We address the retrospective or off-line multiple change-point detection problem. In this context, there is a need of efficient diagnostic tools that enable to localize the segmentation uncertainty along the observed sequence. Concerning the segmentation uncertainty, the focus was mainly on the change-point position uncertainty. We propose to state this problem in a new way, viewing multiple change-point models as latent structure models and using results from information theory.
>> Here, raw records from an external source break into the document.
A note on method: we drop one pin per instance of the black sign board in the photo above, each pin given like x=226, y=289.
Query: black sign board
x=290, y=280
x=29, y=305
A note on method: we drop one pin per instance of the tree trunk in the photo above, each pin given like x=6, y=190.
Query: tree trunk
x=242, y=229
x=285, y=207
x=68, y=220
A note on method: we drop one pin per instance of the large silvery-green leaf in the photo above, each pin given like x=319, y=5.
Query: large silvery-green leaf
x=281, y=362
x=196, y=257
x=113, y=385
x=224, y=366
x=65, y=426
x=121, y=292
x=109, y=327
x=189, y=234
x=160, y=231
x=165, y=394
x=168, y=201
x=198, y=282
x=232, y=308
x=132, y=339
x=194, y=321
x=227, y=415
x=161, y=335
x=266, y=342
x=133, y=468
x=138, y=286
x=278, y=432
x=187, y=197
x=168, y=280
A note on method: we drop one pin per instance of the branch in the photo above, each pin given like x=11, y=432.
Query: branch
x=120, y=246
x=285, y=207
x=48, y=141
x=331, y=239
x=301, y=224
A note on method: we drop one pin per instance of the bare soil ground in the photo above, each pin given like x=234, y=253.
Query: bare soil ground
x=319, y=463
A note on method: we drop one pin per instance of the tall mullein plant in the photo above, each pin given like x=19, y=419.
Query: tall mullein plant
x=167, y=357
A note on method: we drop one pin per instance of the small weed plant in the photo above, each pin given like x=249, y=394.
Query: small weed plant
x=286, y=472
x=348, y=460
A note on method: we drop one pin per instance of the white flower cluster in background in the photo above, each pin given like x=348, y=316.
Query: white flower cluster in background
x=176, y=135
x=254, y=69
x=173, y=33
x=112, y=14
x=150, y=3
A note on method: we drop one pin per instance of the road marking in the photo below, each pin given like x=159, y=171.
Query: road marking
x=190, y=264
This led us to show that the segmentation uncertainty is not reflected in the posterior distributions of the change-point position because of the marginalization that is intrinsic in the computation of these posterior distributions. The entropy of the segmentation of a given observed sequence can be considered as the canonical measure of segmentation uncertainty. This segmentation entropy can be decomposed as conditional entropy profiles that enables to localize this canonical segmentation uncertainty along the sequence. One of the main outcomes of this work is to derive efficient algorithms to compute these conditional entropy profiles. The proposed approach benefits from all the properties of the Shannon-Khinchin axioms of entropy and therefore is the unique approach for localizing the canonical segmentation uncertainty along the sequence. We introduce the Kullback-Leibler divergence of the uniform distribution from the segmentation distribution for successive numbers of change points as a new tool for assessing the number of change points selected by different methods. The proposed approach is illustrated using contrasted examples.

Keywords: Entropy; Kullback-Leibler divergence; Latent structure model; Multiple change-point detection; Smoothing algorithm.

Guédon, Y. (2013). Segmentation uncertainty in multiple change-point models. Statistics and Computing, in Press.